Chinese state news agencies are reporting a successful landing of the Chang’e-5 lunar robotic lander, which will seek to return lunar rock samples back to Earth. The launch took off on November 23, and attained lunar orbit on November 28. It launched the lander vehicle on November 30, and the reports today from the China National Space Administration (CNSA) says that at shortly after 10 AM EST it achieved its goal of touching down on the moon’s surface intact.
China’s Chang’e-5 mission will be the third ever to bring back soil or rock samples from the moon — only the U.S. and the former Soviet Union have accomplished that so far. The mission landed on the side of the moon closest to the Earth (which is always the same side, since the moon is locked in its orientation during its orbit around our planet).
This landing starts a clock that has a pretty fixed duration in terms of the next steps for the mission — the lander doesn’t actually have a heater unit on board, so it can’t withstand the lunar night.
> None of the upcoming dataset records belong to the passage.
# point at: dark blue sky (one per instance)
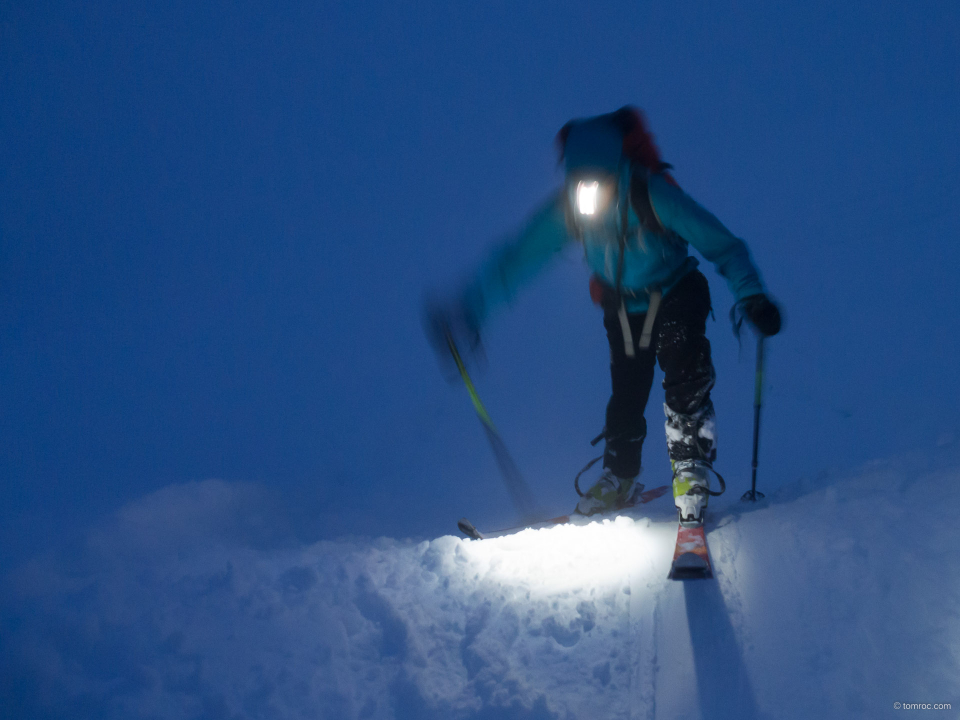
(217, 222)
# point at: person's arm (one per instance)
(516, 261)
(679, 212)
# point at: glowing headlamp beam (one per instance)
(587, 196)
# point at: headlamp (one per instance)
(587, 197)
(592, 196)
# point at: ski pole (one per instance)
(519, 492)
(752, 495)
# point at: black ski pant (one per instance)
(680, 345)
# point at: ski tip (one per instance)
(468, 529)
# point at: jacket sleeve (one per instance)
(516, 261)
(679, 212)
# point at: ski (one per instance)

That means it will have to collect the samples it hopes to return within a period spanning the next 14 Earth days, with a potential landing planned for around December 16 or 17 (which means, coincidentally, that if everything goes to plan, China will have its moon rocks back to study just in time for our debut TC Sessions: Space event).
This isn’t the only extraterrestrial sample return mission going on right now — a Lockheed Martin-designed probe successfully retrieved samples from near-Earth asteroid Bennu just last month, and will seek to return those with a trip beginning next March. NASA has also launched its Mars sample-return mission, using the Perseverance rover it launched in July.